There, she encounters a ski instructor who, like her, has a broken arm. She asks him how a pro sustained such an injury. He explains that he was riding to the top of the mountain when he saw a woman with her pants around her ankles skiing backwards downhill, and when he leaned over to get a better look he fell off the ski lift. [Or, in some versions, the sight of the bare-bottomed backward skier distracts the instructor so much that he collides with a tree himself. Sometimes the other person isn’t an instructor at all, but just another spectator/skier.]
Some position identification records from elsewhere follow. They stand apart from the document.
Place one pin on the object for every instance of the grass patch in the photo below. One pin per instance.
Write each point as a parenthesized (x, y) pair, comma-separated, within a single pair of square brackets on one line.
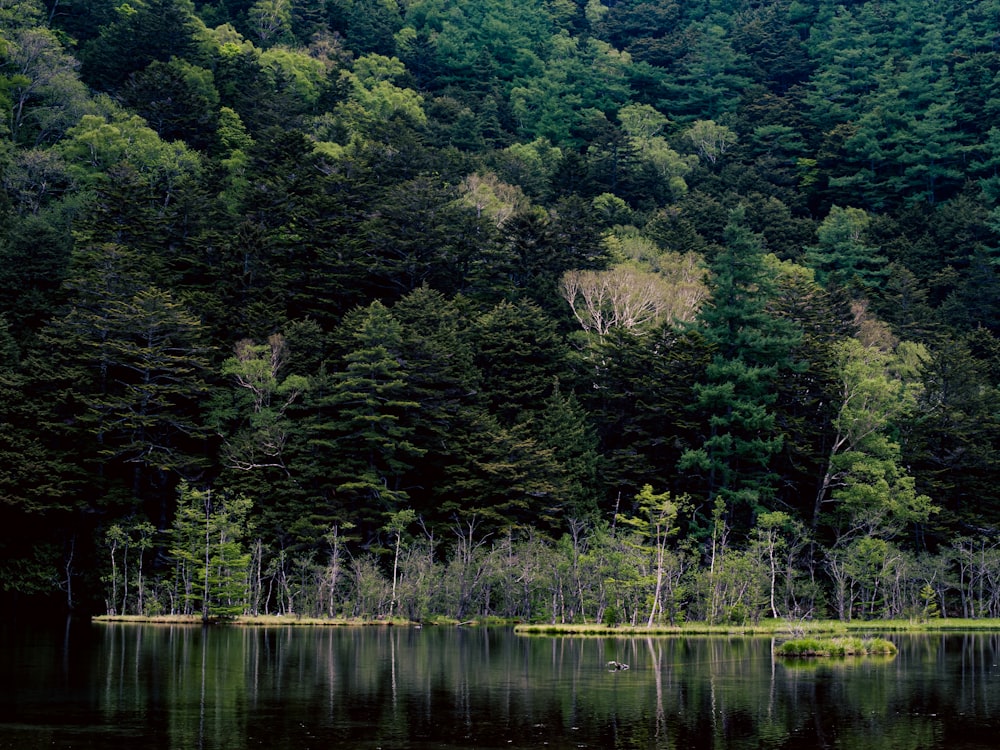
[(256, 620), (839, 646), (781, 628)]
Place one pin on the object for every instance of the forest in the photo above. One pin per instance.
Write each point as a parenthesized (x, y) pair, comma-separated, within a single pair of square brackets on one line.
[(620, 311)]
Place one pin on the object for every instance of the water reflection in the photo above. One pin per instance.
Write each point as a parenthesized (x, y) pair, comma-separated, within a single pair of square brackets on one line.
[(227, 687)]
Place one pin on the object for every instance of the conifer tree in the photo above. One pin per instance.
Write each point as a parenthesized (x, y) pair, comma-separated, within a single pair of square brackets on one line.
[(752, 349)]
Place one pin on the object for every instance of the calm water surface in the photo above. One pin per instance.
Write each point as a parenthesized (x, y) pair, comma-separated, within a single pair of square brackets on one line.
[(176, 687)]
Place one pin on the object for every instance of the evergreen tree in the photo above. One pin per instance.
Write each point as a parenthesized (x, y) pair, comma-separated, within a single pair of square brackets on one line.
[(752, 352)]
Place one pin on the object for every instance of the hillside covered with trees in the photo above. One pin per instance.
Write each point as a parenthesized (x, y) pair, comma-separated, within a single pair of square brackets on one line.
[(639, 311)]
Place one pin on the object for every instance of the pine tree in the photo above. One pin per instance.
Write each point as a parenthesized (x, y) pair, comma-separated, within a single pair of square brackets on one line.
[(752, 350)]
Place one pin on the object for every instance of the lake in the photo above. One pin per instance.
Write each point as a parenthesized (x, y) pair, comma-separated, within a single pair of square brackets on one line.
[(176, 687)]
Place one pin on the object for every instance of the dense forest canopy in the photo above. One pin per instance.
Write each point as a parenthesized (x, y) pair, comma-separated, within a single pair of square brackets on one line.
[(622, 311)]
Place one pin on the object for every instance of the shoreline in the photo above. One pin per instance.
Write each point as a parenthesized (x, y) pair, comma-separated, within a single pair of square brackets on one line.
[(783, 628)]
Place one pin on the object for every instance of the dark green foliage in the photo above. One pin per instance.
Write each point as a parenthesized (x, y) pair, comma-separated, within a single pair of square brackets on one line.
[(311, 256), (752, 351), (139, 34)]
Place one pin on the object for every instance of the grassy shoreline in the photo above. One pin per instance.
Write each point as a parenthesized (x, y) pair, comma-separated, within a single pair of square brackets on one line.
[(783, 628)]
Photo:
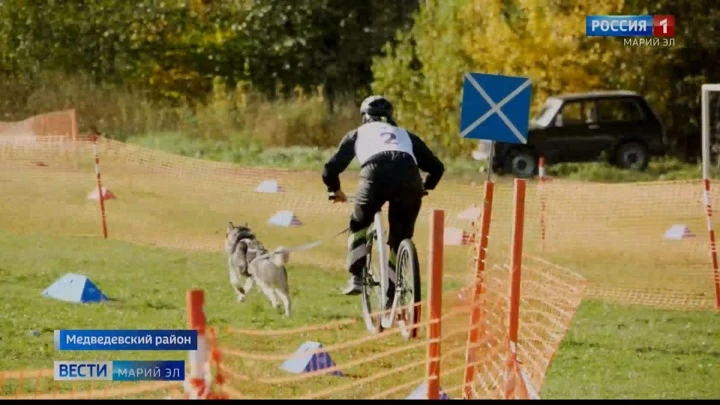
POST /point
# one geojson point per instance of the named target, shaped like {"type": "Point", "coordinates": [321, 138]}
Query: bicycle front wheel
{"type": "Point", "coordinates": [408, 291]}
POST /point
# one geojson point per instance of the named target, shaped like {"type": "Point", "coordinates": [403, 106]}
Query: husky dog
{"type": "Point", "coordinates": [248, 257]}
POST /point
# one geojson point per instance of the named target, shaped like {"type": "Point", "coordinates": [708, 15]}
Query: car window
{"type": "Point", "coordinates": [571, 114]}
{"type": "Point", "coordinates": [619, 110]}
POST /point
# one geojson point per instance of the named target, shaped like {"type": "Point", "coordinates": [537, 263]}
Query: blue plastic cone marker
{"type": "Point", "coordinates": [284, 219]}
{"type": "Point", "coordinates": [75, 288]}
{"type": "Point", "coordinates": [421, 393]}
{"type": "Point", "coordinates": [677, 232]}
{"type": "Point", "coordinates": [308, 359]}
{"type": "Point", "coordinates": [269, 186]}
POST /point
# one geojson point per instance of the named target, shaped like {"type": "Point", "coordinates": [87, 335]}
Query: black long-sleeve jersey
{"type": "Point", "coordinates": [426, 161]}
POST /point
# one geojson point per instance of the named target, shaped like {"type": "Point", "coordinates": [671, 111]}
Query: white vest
{"type": "Point", "coordinates": [376, 137]}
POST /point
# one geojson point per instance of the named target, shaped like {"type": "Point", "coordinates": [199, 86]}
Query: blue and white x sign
{"type": "Point", "coordinates": [495, 107]}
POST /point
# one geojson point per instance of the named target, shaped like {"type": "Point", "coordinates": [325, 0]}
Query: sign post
{"type": "Point", "coordinates": [495, 108]}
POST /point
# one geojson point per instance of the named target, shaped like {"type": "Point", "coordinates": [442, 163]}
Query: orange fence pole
{"type": "Point", "coordinates": [541, 177]}
{"type": "Point", "coordinates": [713, 246]}
{"type": "Point", "coordinates": [198, 359]}
{"type": "Point", "coordinates": [474, 330]}
{"type": "Point", "coordinates": [435, 269]}
{"type": "Point", "coordinates": [101, 197]}
{"type": "Point", "coordinates": [515, 276]}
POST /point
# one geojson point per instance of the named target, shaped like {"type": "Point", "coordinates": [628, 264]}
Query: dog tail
{"type": "Point", "coordinates": [280, 257]}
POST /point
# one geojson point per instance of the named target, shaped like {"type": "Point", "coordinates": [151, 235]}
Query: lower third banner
{"type": "Point", "coordinates": [120, 370]}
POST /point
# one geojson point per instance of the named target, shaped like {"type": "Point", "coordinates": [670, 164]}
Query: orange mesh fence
{"type": "Point", "coordinates": [639, 243]}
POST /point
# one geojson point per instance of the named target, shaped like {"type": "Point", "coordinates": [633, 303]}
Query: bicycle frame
{"type": "Point", "coordinates": [379, 230]}
{"type": "Point", "coordinates": [387, 319]}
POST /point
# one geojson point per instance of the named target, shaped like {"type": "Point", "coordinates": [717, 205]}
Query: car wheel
{"type": "Point", "coordinates": [521, 164]}
{"type": "Point", "coordinates": [632, 155]}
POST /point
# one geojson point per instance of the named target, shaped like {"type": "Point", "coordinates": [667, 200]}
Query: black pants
{"type": "Point", "coordinates": [394, 180]}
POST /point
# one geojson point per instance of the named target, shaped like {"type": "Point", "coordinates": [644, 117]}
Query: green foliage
{"type": "Point", "coordinates": [174, 49]}
{"type": "Point", "coordinates": [545, 40]}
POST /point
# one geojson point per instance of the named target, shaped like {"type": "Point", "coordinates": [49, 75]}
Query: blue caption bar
{"type": "Point", "coordinates": [102, 339]}
{"type": "Point", "coordinates": [120, 370]}
{"type": "Point", "coordinates": [619, 26]}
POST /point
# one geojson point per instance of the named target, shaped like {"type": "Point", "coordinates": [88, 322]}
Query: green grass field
{"type": "Point", "coordinates": [611, 351]}
{"type": "Point", "coordinates": [167, 202]}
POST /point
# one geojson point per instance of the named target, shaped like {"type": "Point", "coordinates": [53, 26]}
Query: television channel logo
{"type": "Point", "coordinates": [630, 26]}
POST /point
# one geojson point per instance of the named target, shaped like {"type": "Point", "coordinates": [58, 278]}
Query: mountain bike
{"type": "Point", "coordinates": [376, 282]}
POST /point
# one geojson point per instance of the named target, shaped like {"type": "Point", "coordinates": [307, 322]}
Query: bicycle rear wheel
{"type": "Point", "coordinates": [408, 290]}
{"type": "Point", "coordinates": [372, 295]}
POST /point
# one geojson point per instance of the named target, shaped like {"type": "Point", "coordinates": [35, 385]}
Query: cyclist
{"type": "Point", "coordinates": [390, 157]}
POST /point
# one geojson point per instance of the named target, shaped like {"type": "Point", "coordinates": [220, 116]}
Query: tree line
{"type": "Point", "coordinates": [414, 51]}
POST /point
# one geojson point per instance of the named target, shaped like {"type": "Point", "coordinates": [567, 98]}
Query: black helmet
{"type": "Point", "coordinates": [376, 106]}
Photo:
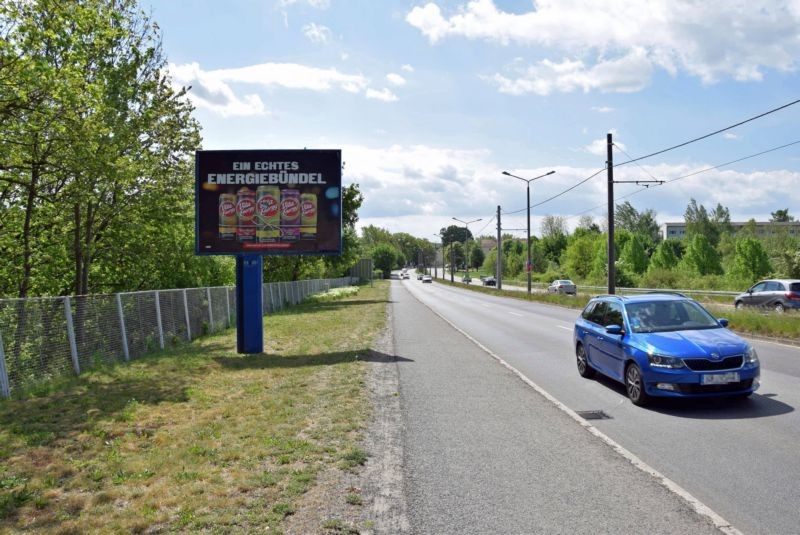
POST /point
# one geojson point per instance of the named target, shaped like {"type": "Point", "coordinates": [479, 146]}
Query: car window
{"type": "Point", "coordinates": [614, 315]}
{"type": "Point", "coordinates": [661, 316]}
{"type": "Point", "coordinates": [596, 315]}
{"type": "Point", "coordinates": [760, 287]}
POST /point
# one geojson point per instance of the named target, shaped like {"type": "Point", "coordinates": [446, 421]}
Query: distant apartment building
{"type": "Point", "coordinates": [678, 230]}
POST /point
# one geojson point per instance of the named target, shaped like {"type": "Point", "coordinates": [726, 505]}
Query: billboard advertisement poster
{"type": "Point", "coordinates": [271, 202]}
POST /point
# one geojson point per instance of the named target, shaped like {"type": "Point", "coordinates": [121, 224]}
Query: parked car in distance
{"type": "Point", "coordinates": [562, 286]}
{"type": "Point", "coordinates": [663, 345]}
{"type": "Point", "coordinates": [777, 294]}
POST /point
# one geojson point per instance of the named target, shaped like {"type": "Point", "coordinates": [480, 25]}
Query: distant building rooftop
{"type": "Point", "coordinates": [763, 228]}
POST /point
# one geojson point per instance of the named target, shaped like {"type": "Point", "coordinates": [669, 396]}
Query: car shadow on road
{"type": "Point", "coordinates": [759, 405]}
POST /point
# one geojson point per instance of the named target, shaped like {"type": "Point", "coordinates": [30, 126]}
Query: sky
{"type": "Point", "coordinates": [430, 101]}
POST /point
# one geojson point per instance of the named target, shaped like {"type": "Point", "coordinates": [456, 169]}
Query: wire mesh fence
{"type": "Point", "coordinates": [42, 339]}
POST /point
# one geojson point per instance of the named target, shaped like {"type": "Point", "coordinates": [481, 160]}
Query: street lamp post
{"type": "Point", "coordinates": [435, 257]}
{"type": "Point", "coordinates": [466, 235]}
{"type": "Point", "coordinates": [528, 181]}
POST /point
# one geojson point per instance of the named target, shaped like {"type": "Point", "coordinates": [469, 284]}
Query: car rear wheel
{"type": "Point", "coordinates": [634, 385]}
{"type": "Point", "coordinates": [584, 369]}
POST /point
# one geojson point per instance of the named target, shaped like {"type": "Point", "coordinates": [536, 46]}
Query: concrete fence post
{"type": "Point", "coordinates": [123, 333]}
{"type": "Point", "coordinates": [228, 306]}
{"type": "Point", "coordinates": [5, 390]}
{"type": "Point", "coordinates": [210, 312]}
{"type": "Point", "coordinates": [186, 312]}
{"type": "Point", "coordinates": [73, 347]}
{"type": "Point", "coordinates": [158, 321]}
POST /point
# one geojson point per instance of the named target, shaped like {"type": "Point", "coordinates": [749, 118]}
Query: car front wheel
{"type": "Point", "coordinates": [584, 369]}
{"type": "Point", "coordinates": [634, 385]}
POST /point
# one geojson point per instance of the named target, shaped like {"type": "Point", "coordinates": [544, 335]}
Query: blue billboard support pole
{"type": "Point", "coordinates": [249, 317]}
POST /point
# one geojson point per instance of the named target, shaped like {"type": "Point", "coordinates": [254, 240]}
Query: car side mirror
{"type": "Point", "coordinates": [614, 329]}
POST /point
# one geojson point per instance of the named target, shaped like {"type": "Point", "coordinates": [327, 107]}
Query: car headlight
{"type": "Point", "coordinates": [660, 361]}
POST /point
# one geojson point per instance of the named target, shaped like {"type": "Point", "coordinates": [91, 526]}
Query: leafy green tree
{"type": "Point", "coordinates": [576, 260]}
{"type": "Point", "coordinates": [644, 224]}
{"type": "Point", "coordinates": [476, 255]}
{"type": "Point", "coordinates": [701, 257]}
{"type": "Point", "coordinates": [751, 261]}
{"type": "Point", "coordinates": [454, 233]}
{"type": "Point", "coordinates": [384, 257]}
{"type": "Point", "coordinates": [633, 256]}
{"type": "Point", "coordinates": [781, 216]}
{"type": "Point", "coordinates": [664, 257]}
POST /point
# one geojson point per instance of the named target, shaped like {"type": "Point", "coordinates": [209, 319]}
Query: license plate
{"type": "Point", "coordinates": [720, 378]}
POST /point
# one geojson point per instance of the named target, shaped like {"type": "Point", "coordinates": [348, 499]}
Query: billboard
{"type": "Point", "coordinates": [272, 202]}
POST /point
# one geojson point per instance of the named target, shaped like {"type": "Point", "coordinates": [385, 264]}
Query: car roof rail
{"type": "Point", "coordinates": [666, 292]}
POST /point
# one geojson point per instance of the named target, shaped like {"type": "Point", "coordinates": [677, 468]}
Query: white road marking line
{"type": "Point", "coordinates": [702, 509]}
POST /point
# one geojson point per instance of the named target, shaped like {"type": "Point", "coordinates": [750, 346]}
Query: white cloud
{"type": "Point", "coordinates": [395, 79]}
{"type": "Point", "coordinates": [210, 92]}
{"type": "Point", "coordinates": [214, 90]}
{"type": "Point", "coordinates": [319, 4]}
{"type": "Point", "coordinates": [384, 94]}
{"type": "Point", "coordinates": [702, 39]}
{"type": "Point", "coordinates": [623, 75]}
{"type": "Point", "coordinates": [599, 147]}
{"type": "Point", "coordinates": [316, 33]}
{"type": "Point", "coordinates": [417, 189]}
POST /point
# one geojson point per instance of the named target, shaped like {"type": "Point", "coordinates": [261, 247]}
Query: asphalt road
{"type": "Point", "coordinates": [740, 458]}
{"type": "Point", "coordinates": [483, 452]}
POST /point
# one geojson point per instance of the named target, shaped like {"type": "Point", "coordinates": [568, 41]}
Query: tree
{"type": "Point", "coordinates": [750, 262]}
{"type": "Point", "coordinates": [634, 257]}
{"type": "Point", "coordinates": [454, 233]}
{"type": "Point", "coordinates": [476, 255]}
{"type": "Point", "coordinates": [664, 257]}
{"type": "Point", "coordinates": [701, 257]}
{"type": "Point", "coordinates": [576, 259]}
{"type": "Point", "coordinates": [384, 257]}
{"type": "Point", "coordinates": [781, 216]}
Then he looks at her and asks, “How about you?”
A panel from “The Ski Accident,” a one-page serial art version of this urban legend from Robert Loren Fleming, Jan Harold Brunvand, and Robert F. Boyd, The Big Book of Urban Legends: Adapted from the Works of Jan Harold Brunvand (New York: Paradox Press, 1994), 104. Art by the great Dan Barry (1923–1997), who began in the 1940s with Doc Savage and Blue Bolt, did daily strips for Tarzan and Flash Gordon, and most recently drew Indiana Jones and Predator comics for Dark Horse.
Like most urban legends, details such as the skier’s hometown and where the incident happened vary in the retelling, often to someplace relatively nearby. In The Billionth Monkey, the story plays out in slightly altered form: Our character, although quite embarrassed, does not require a trip to first aid. And the injured ski instructor is replaced by her date…and not here, but in the story’s replay with Bruiser on page 123. While the urban legend doesn’t seem to ever name the skier in this mishap, I added the fictional detail that she is typically identified generically as “Miss Jones.”

For Further Reading

Jan Harold Brunvand, “The Ski Accident,” in Encyclopedia of Urban Legends (New York: W. W. Norton & Co., 2001), 386–7.

Robert Loren Fleming, Jan Harold Brunvand, and Robert F. Boyd, The Big Book of Urban Legends: Adapted from the Works of Jan Harold Brunvand (New York: Paradox Press, 1994), 104.

Barbara Mikkelson, “Ski Bum,” December 27, 2004, Snopes.com.